Potentially, smaller firms will benefit from the legislation, noted Jeff Zbikowski, AIA, principal of Los Angeles-based JZA Architecture. “Historically, affordable housing has been limited to institutional developers and tax credit-seeking projects,” he commented. “However, it now makes financial sense to build these projects without the need of public funding, which is a huge benefit for the community and developers alike.”

Minority Opportunities

Other real estate executives focused on the potential for the legislation to create new minority housing and development opportunities.  “We anticipate SB6 will create opportunities for minority homebuyers to come back into the cities they were displaced from due to rising costs and gentrification,” she predicted, Lydia Pope, president of the National Association of Real Estate Brokers, a professional organization focused on the needs of minority colleagues, clients and communities.

But there is a caveat. “Minority developers are critical at ensuring developments are built for the minority community and are affordable,” Pope said, noting these businesses often struggle to compete for limited tax credits.

Further, she said, the projects enabled by the legislation should advance housing equity and diversity recruitment by enabling public employees, like police, firemen and teachers, to afford to live in the communities where they work.

To ensure equity, Pope suggests the legislation include “specific language that gives priority and/or tax credit bonus points for minority developers that are located in the development’s jurisdiction, projects that have at least 25 percent minority participation at the developer’s level, developments that give purchasing priority to residents that have been displaced from the community they once lived in within seven years.”

Design and Construction

Zbikowski is particularly pleased with the elimination of previous parking standards in the new law. “We are now able to restructure how our typical developments are laid out,” he shared. “This gives us more freedom while designing in high-density areas.” The architect does caution against property owners creating congestion issues or parking shortages in some neighborhoods.

He is glad to see the door opened for more would-be developers and landlords. “In many cases, though, admittedly not all, competition can help drive quality and encourage upkeep, which is always a concern with affordable housing,” he remarked.

“I think the burden is now upon the private developer and A+D community to think critically about what the best project might be and consider the potential downsides of the new legislation using a grass roots approach,” he added.

Expansion

Watson anticipates other states adopting the same approach. “The housing shortage may be the most extreme in California, but it is a national problem,” she said. “Every market that we operate in will have to address these issues in some form or another (many have already in some fashion).” She cites New York, Washington D.C., Charlotte, Research Triangle [North Carolina], Atlanta, Denver and Dallas as housing-stressed markets.
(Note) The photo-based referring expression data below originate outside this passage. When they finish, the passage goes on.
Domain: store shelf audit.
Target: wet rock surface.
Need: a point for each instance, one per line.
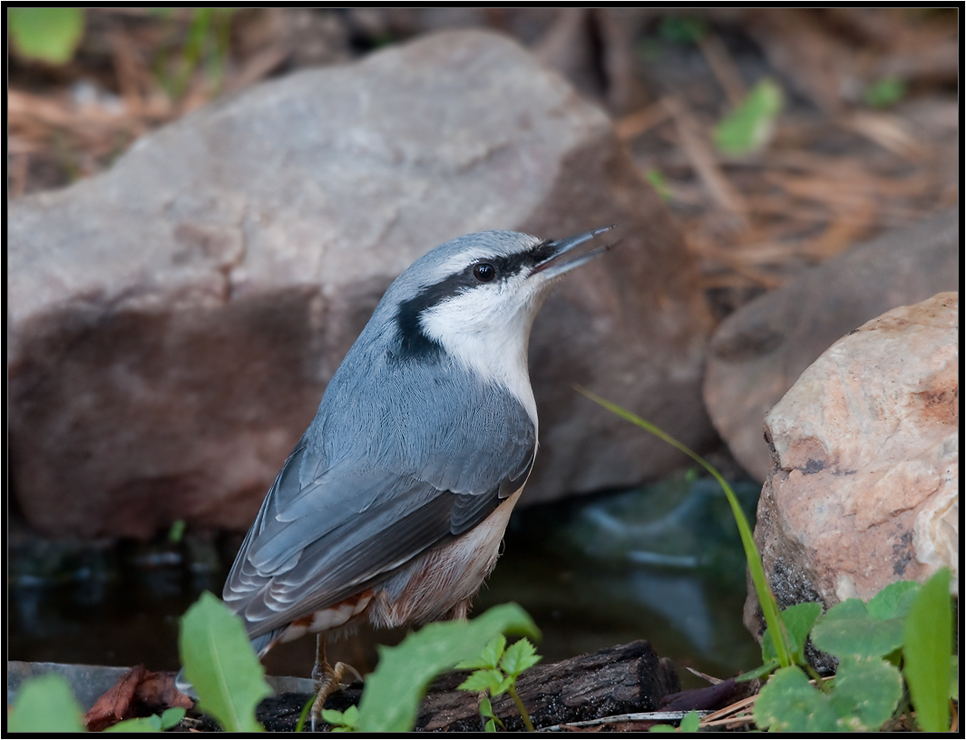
(864, 486)
(173, 322)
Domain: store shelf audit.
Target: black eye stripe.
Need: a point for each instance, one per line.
(484, 272)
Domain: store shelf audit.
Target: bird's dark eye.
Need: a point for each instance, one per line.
(484, 272)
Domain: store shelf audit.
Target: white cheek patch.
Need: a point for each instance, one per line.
(487, 330)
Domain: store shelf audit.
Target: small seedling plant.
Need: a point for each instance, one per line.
(495, 672)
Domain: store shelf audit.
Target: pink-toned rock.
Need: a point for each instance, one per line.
(865, 447)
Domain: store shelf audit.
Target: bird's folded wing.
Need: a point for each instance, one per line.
(320, 539)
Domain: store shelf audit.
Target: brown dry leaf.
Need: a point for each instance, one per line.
(797, 44)
(115, 702)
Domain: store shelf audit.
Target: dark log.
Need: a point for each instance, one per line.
(618, 680)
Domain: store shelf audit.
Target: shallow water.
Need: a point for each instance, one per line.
(662, 563)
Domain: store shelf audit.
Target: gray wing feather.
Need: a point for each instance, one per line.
(422, 467)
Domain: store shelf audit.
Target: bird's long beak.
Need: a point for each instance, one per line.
(551, 265)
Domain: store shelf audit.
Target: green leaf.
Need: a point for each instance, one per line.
(690, 722)
(893, 601)
(884, 93)
(848, 629)
(137, 724)
(682, 30)
(659, 184)
(48, 34)
(342, 721)
(760, 671)
(928, 647)
(518, 657)
(219, 661)
(171, 717)
(769, 607)
(866, 693)
(488, 658)
(788, 703)
(46, 704)
(393, 691)
(798, 620)
(749, 126)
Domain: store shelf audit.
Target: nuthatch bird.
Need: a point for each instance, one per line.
(392, 507)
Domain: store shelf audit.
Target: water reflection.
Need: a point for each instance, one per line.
(663, 563)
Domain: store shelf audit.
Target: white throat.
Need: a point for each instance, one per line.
(490, 342)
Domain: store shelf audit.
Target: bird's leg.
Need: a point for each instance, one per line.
(327, 679)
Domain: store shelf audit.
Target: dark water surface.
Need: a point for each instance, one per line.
(663, 563)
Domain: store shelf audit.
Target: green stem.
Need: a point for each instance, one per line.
(522, 709)
(769, 607)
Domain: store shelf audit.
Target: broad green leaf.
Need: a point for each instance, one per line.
(798, 620)
(48, 34)
(766, 599)
(46, 704)
(928, 648)
(893, 601)
(682, 29)
(219, 661)
(748, 127)
(484, 679)
(172, 716)
(690, 722)
(866, 693)
(488, 658)
(887, 91)
(518, 657)
(848, 629)
(954, 679)
(137, 724)
(393, 691)
(502, 686)
(659, 184)
(762, 670)
(788, 703)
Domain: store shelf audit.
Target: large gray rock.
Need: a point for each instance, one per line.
(759, 351)
(173, 322)
(864, 489)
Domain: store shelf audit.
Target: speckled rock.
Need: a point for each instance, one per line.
(758, 352)
(173, 322)
(864, 488)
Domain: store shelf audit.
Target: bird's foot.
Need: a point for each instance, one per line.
(328, 680)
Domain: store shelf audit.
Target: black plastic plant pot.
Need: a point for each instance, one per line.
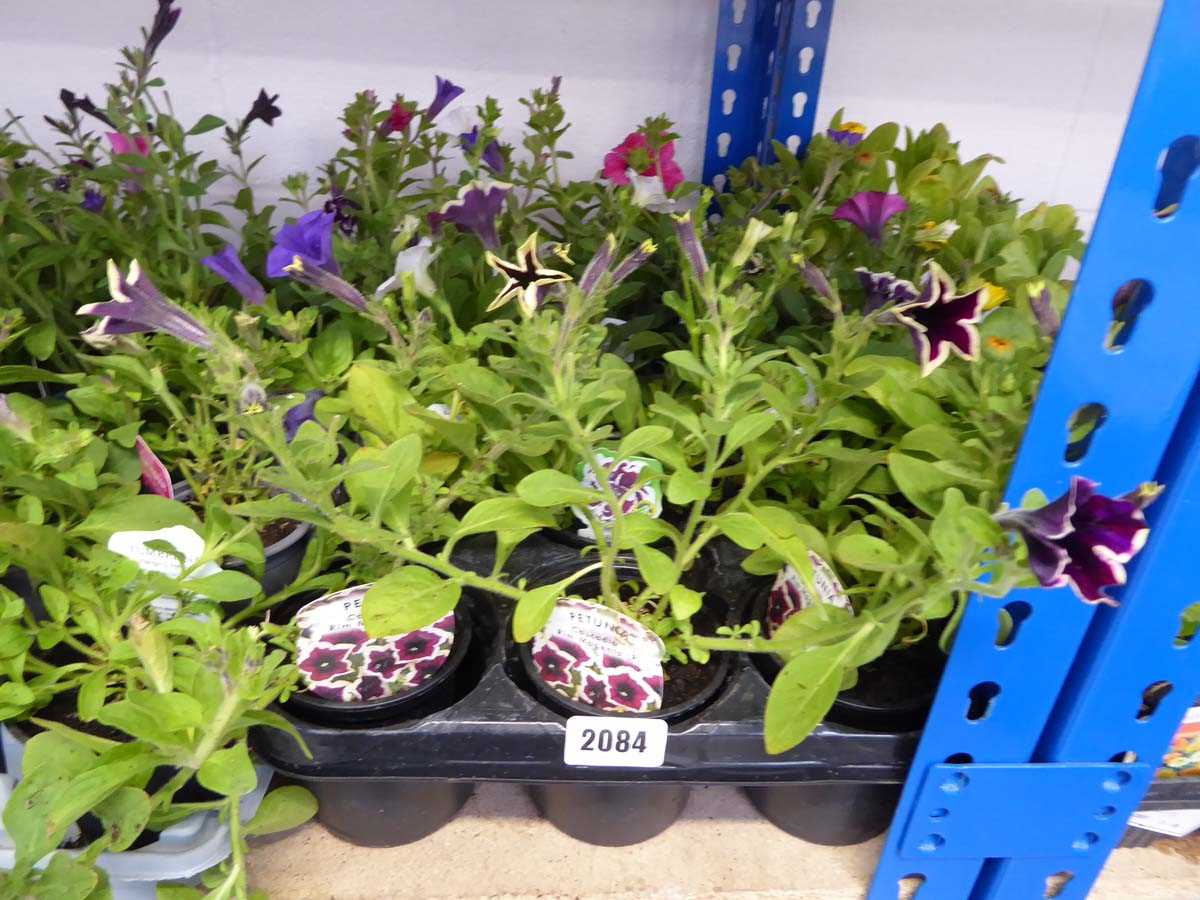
(433, 694)
(283, 557)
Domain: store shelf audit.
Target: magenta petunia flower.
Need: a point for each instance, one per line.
(475, 210)
(1083, 539)
(325, 661)
(941, 323)
(228, 265)
(883, 289)
(552, 666)
(311, 238)
(301, 413)
(625, 693)
(155, 477)
(870, 210)
(635, 153)
(444, 93)
(137, 306)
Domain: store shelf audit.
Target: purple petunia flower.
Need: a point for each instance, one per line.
(137, 305)
(415, 645)
(301, 413)
(491, 156)
(474, 210)
(940, 322)
(552, 666)
(311, 238)
(870, 210)
(228, 265)
(444, 93)
(1083, 538)
(625, 693)
(883, 289)
(323, 663)
(93, 201)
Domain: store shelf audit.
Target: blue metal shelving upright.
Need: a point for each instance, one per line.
(1084, 700)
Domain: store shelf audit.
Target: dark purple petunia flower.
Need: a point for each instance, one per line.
(847, 133)
(163, 22)
(137, 305)
(883, 289)
(491, 157)
(941, 323)
(570, 648)
(323, 663)
(311, 238)
(625, 693)
(371, 688)
(474, 210)
(415, 645)
(552, 666)
(383, 661)
(228, 265)
(1083, 538)
(870, 210)
(443, 95)
(93, 201)
(594, 693)
(301, 413)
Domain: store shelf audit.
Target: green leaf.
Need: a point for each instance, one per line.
(641, 439)
(406, 600)
(533, 610)
(748, 429)
(685, 603)
(282, 809)
(228, 772)
(550, 487)
(685, 487)
(226, 587)
(207, 123)
(657, 568)
(863, 551)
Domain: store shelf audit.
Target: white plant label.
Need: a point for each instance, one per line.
(190, 545)
(615, 741)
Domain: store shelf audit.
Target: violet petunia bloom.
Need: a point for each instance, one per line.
(443, 95)
(491, 155)
(1083, 539)
(870, 210)
(324, 280)
(155, 477)
(941, 323)
(883, 289)
(847, 133)
(229, 267)
(303, 412)
(311, 238)
(475, 210)
(93, 201)
(138, 305)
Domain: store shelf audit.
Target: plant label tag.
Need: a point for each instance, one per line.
(595, 655)
(615, 741)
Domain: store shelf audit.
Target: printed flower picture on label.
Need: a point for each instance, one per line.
(339, 661)
(623, 478)
(790, 594)
(599, 657)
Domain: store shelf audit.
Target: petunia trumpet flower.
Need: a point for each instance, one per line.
(1084, 539)
(138, 305)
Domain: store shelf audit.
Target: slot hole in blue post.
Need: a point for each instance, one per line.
(1176, 168)
(983, 699)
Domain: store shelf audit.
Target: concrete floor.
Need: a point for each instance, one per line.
(498, 847)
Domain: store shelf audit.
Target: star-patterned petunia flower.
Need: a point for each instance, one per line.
(523, 277)
(940, 322)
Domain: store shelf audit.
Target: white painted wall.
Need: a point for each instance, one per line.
(1045, 84)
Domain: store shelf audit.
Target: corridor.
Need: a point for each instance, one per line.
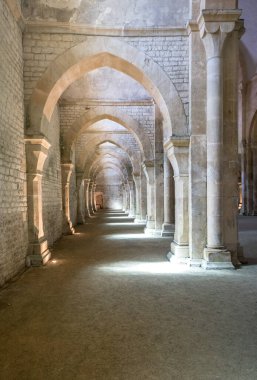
(108, 306)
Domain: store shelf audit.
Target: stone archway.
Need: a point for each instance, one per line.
(98, 52)
(101, 113)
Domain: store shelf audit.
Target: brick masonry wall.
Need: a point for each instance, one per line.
(171, 53)
(51, 184)
(13, 198)
(144, 115)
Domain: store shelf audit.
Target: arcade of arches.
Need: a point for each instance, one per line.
(153, 121)
(151, 111)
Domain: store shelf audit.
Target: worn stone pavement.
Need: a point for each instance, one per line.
(109, 306)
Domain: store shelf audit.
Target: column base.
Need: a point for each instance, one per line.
(67, 228)
(39, 255)
(176, 260)
(167, 230)
(195, 263)
(151, 232)
(181, 252)
(140, 221)
(240, 255)
(217, 258)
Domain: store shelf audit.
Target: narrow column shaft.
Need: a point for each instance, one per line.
(214, 153)
(167, 192)
(254, 157)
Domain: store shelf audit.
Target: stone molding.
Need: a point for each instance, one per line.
(36, 151)
(214, 26)
(67, 28)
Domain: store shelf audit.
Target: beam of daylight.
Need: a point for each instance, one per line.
(130, 224)
(135, 267)
(127, 236)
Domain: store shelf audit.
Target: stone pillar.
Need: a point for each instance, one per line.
(177, 152)
(230, 190)
(254, 157)
(137, 180)
(127, 194)
(66, 174)
(36, 153)
(80, 198)
(91, 197)
(159, 194)
(131, 199)
(86, 195)
(168, 226)
(94, 197)
(143, 197)
(214, 27)
(244, 177)
(148, 167)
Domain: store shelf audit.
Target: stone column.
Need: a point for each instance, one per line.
(177, 151)
(137, 180)
(254, 157)
(91, 197)
(244, 177)
(94, 197)
(168, 226)
(148, 167)
(131, 199)
(127, 197)
(86, 195)
(214, 27)
(66, 174)
(143, 197)
(80, 198)
(36, 153)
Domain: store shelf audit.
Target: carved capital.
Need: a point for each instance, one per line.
(36, 153)
(214, 26)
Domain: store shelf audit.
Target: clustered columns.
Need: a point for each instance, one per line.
(148, 167)
(169, 220)
(36, 154)
(86, 195)
(80, 198)
(214, 28)
(254, 158)
(177, 150)
(137, 181)
(66, 175)
(91, 197)
(131, 199)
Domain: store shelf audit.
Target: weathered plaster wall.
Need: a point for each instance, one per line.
(109, 183)
(248, 41)
(143, 114)
(110, 13)
(171, 53)
(51, 184)
(13, 198)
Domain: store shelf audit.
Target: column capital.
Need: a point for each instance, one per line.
(214, 26)
(37, 148)
(177, 150)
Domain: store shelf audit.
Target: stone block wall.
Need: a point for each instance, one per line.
(51, 184)
(171, 53)
(143, 114)
(13, 197)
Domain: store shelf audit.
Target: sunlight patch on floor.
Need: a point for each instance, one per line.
(135, 267)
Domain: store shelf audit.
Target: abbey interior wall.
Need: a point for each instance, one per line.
(13, 198)
(51, 184)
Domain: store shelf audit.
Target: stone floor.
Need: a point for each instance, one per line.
(109, 306)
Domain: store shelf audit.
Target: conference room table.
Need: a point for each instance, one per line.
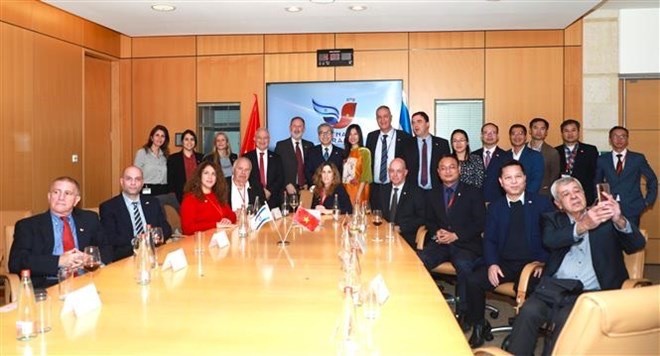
(253, 297)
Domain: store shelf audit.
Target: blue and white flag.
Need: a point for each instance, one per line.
(404, 116)
(262, 216)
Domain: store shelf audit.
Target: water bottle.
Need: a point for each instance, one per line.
(25, 322)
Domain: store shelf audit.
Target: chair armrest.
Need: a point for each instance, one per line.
(523, 282)
(636, 283)
(420, 236)
(490, 351)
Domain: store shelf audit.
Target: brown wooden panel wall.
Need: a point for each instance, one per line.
(522, 83)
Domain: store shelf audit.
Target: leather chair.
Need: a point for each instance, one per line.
(615, 322)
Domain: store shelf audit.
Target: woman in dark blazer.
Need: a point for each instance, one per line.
(327, 183)
(182, 165)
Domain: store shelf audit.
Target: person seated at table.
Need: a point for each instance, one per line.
(205, 200)
(57, 237)
(127, 214)
(327, 184)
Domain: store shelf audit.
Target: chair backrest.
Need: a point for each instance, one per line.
(622, 321)
(635, 261)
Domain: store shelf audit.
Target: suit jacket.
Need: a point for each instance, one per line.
(466, 217)
(627, 185)
(584, 167)
(532, 161)
(403, 140)
(176, 172)
(315, 158)
(439, 147)
(34, 242)
(607, 244)
(118, 227)
(491, 187)
(287, 154)
(410, 211)
(274, 177)
(498, 219)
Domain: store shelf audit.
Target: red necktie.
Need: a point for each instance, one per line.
(67, 235)
(301, 165)
(262, 171)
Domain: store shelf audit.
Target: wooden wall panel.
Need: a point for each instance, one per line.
(441, 40)
(232, 79)
(572, 84)
(172, 46)
(97, 148)
(16, 113)
(58, 93)
(444, 74)
(298, 43)
(522, 83)
(163, 93)
(573, 34)
(539, 38)
(295, 67)
(243, 44)
(101, 39)
(369, 41)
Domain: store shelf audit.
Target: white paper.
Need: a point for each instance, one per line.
(219, 239)
(82, 301)
(378, 286)
(175, 260)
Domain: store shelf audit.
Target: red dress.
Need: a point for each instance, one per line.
(202, 215)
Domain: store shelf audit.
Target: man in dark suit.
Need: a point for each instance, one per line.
(293, 153)
(577, 159)
(512, 239)
(424, 165)
(585, 245)
(241, 191)
(623, 170)
(127, 214)
(325, 152)
(266, 169)
(385, 144)
(455, 220)
(530, 159)
(493, 157)
(402, 202)
(56, 238)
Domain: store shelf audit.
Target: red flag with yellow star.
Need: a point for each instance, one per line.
(305, 218)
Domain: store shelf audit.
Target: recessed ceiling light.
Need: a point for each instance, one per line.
(357, 7)
(293, 9)
(163, 7)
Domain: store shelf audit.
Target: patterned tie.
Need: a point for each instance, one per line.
(619, 164)
(383, 161)
(139, 225)
(394, 204)
(262, 171)
(67, 235)
(301, 166)
(425, 171)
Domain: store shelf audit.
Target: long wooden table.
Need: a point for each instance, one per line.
(253, 297)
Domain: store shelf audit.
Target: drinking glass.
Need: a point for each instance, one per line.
(92, 260)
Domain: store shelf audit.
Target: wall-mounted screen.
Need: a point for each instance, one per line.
(336, 103)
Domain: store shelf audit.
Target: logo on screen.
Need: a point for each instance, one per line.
(332, 116)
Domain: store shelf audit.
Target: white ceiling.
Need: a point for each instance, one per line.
(195, 17)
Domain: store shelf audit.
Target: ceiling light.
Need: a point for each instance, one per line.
(163, 7)
(357, 7)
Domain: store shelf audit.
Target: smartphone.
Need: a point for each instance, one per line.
(600, 189)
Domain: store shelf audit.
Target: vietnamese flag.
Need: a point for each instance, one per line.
(305, 218)
(253, 125)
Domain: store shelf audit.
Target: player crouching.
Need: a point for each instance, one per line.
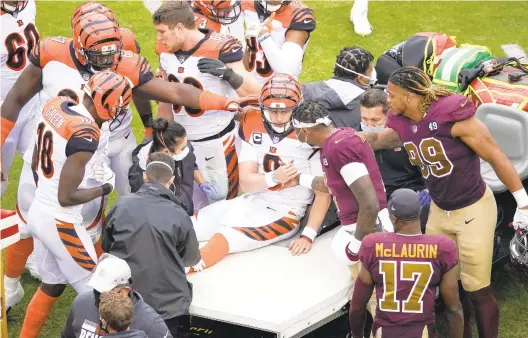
(67, 138)
(271, 158)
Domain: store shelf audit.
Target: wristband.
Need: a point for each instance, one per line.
(264, 37)
(309, 233)
(521, 197)
(107, 188)
(6, 126)
(306, 180)
(270, 181)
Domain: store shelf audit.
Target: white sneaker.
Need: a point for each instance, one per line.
(13, 291)
(358, 16)
(31, 265)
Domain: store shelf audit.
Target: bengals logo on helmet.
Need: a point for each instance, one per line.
(280, 92)
(89, 8)
(223, 11)
(111, 93)
(97, 41)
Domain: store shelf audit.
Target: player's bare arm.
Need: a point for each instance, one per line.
(71, 177)
(363, 289)
(252, 181)
(476, 135)
(317, 214)
(363, 190)
(27, 85)
(387, 138)
(454, 313)
(318, 184)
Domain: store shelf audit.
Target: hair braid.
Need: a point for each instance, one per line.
(416, 81)
(353, 58)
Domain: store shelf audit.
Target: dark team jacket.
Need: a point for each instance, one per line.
(340, 96)
(83, 320)
(184, 172)
(397, 172)
(168, 244)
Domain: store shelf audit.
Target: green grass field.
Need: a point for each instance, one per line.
(481, 23)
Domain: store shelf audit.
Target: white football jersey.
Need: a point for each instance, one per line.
(270, 150)
(64, 129)
(19, 36)
(182, 67)
(293, 16)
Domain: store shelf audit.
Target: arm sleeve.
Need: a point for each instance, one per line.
(108, 232)
(85, 139)
(189, 249)
(231, 51)
(247, 153)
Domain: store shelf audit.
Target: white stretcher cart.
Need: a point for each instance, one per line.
(271, 291)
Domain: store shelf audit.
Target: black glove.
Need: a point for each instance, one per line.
(219, 69)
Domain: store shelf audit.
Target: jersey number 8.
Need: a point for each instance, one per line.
(17, 52)
(44, 151)
(176, 108)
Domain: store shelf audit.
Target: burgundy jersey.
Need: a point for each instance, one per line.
(406, 271)
(450, 168)
(345, 146)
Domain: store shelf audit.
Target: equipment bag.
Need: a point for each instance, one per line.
(454, 60)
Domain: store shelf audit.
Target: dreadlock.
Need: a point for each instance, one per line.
(416, 81)
(354, 58)
(309, 111)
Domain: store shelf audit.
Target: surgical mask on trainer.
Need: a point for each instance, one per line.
(181, 155)
(364, 127)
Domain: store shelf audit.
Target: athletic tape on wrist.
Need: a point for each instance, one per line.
(521, 197)
(270, 182)
(306, 180)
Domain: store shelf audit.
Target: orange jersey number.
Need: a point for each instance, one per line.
(17, 53)
(176, 108)
(44, 151)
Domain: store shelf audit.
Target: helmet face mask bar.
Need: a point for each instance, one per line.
(279, 95)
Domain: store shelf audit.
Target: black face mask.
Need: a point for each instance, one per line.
(97, 298)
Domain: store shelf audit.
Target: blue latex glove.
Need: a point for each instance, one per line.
(211, 190)
(425, 198)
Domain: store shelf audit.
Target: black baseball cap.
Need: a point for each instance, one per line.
(405, 204)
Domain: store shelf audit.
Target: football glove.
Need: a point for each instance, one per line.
(103, 174)
(211, 190)
(217, 68)
(520, 219)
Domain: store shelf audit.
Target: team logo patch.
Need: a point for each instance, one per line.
(257, 138)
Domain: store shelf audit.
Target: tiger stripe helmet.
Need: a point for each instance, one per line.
(89, 8)
(14, 9)
(281, 93)
(97, 41)
(111, 93)
(223, 11)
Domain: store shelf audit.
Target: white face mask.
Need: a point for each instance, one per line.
(364, 127)
(181, 155)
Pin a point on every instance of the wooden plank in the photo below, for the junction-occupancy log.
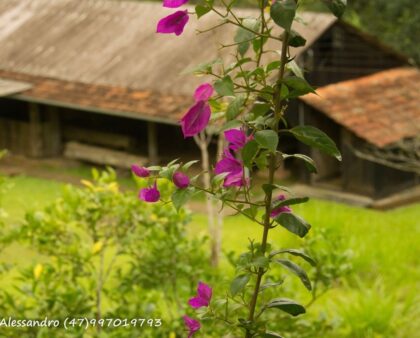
(100, 155)
(152, 143)
(35, 131)
(96, 137)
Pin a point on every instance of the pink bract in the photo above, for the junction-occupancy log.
(181, 180)
(192, 325)
(196, 119)
(279, 210)
(140, 171)
(204, 293)
(203, 92)
(173, 3)
(173, 23)
(150, 194)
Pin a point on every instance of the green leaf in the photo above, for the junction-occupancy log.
(337, 7)
(187, 165)
(238, 284)
(260, 109)
(270, 334)
(234, 107)
(273, 66)
(249, 151)
(290, 201)
(244, 37)
(309, 162)
(203, 68)
(261, 161)
(316, 138)
(296, 40)
(230, 125)
(201, 10)
(287, 305)
(261, 262)
(270, 285)
(267, 139)
(181, 196)
(216, 180)
(252, 211)
(270, 187)
(294, 252)
(297, 270)
(293, 223)
(283, 13)
(294, 68)
(297, 86)
(224, 87)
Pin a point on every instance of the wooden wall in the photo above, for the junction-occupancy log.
(342, 53)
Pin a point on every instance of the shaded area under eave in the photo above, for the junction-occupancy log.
(10, 87)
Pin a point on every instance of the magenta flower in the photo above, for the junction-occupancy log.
(279, 210)
(203, 92)
(173, 3)
(204, 293)
(181, 180)
(192, 325)
(150, 194)
(196, 119)
(140, 171)
(234, 169)
(173, 23)
(237, 138)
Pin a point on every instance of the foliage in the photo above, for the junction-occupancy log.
(102, 256)
(397, 23)
(246, 102)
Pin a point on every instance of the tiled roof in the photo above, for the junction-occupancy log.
(140, 104)
(115, 42)
(382, 108)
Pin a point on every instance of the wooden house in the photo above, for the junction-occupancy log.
(90, 79)
(93, 74)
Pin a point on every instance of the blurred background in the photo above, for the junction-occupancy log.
(87, 89)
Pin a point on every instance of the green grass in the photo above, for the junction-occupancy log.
(384, 244)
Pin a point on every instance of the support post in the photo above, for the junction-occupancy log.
(152, 143)
(35, 131)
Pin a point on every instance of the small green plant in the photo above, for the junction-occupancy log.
(101, 255)
(246, 102)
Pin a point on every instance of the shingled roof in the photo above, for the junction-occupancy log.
(112, 44)
(382, 108)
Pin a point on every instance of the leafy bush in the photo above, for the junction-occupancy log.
(103, 255)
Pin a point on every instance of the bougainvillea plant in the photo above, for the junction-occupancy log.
(247, 97)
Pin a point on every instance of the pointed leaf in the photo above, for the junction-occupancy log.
(238, 284)
(267, 139)
(287, 305)
(337, 7)
(297, 86)
(283, 13)
(270, 334)
(224, 87)
(234, 107)
(309, 162)
(181, 196)
(293, 223)
(201, 10)
(297, 270)
(316, 138)
(249, 151)
(294, 252)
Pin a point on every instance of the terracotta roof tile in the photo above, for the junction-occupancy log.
(382, 108)
(139, 104)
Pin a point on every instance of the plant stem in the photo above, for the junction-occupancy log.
(269, 194)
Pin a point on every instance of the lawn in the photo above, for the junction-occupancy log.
(384, 247)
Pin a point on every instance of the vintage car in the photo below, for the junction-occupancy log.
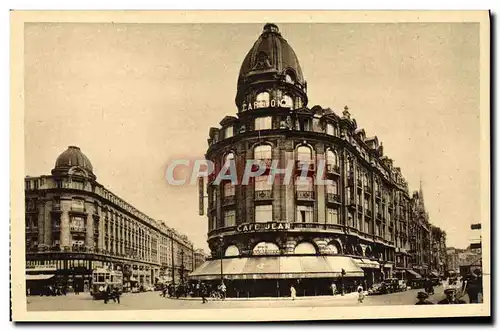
(376, 289)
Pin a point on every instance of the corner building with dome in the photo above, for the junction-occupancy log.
(265, 237)
(74, 225)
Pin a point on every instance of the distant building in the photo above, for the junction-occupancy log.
(199, 258)
(74, 224)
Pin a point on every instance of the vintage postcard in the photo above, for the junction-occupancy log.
(250, 166)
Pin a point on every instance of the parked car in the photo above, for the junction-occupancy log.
(380, 288)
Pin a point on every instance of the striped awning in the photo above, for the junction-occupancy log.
(369, 264)
(413, 273)
(38, 277)
(278, 267)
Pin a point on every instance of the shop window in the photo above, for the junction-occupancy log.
(305, 214)
(305, 248)
(230, 218)
(232, 251)
(263, 213)
(266, 248)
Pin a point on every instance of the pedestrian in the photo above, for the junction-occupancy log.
(203, 292)
(116, 295)
(106, 292)
(293, 292)
(334, 289)
(422, 299)
(223, 290)
(450, 298)
(361, 294)
(473, 286)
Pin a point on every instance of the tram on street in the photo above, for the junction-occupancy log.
(101, 276)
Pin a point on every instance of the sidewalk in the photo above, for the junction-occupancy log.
(349, 296)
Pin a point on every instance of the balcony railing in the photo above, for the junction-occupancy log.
(263, 195)
(305, 195)
(333, 198)
(300, 165)
(229, 200)
(333, 169)
(77, 229)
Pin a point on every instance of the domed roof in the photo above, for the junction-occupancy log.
(271, 52)
(72, 157)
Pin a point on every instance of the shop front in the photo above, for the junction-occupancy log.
(274, 275)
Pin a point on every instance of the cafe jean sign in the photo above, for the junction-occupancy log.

That work is already underway at varying degrees though California is leading the way. “Several other states have taken action to address housing shortages, including Oregon, where single-family zoning was eliminated in most circumstances, and Massachusetts, where Chapter 40B streamlines permitting processes for subsidized projects affordable to lower-income residents,” he said.

McRitchie, on the other hand, is less bullish on a national expansion. “I don’t think there are any other states that have the regulation, legislation and the level of litigation quite like California,” he commented.

The potential benefits of the Middle Class Housing Act’s inclusion of unused commercial land for residential use include removing blighted properties, reviving downtown areas, increasing the local tax base and even possibly having developers clean  sites with pollution issues if the financial incentives support this.

“Recent California legislation should be helpful in addressing the state’s housing crisis, though the scale of the challenge requires a broad complement of strategies and investments.”

This is likely true for all 50 states.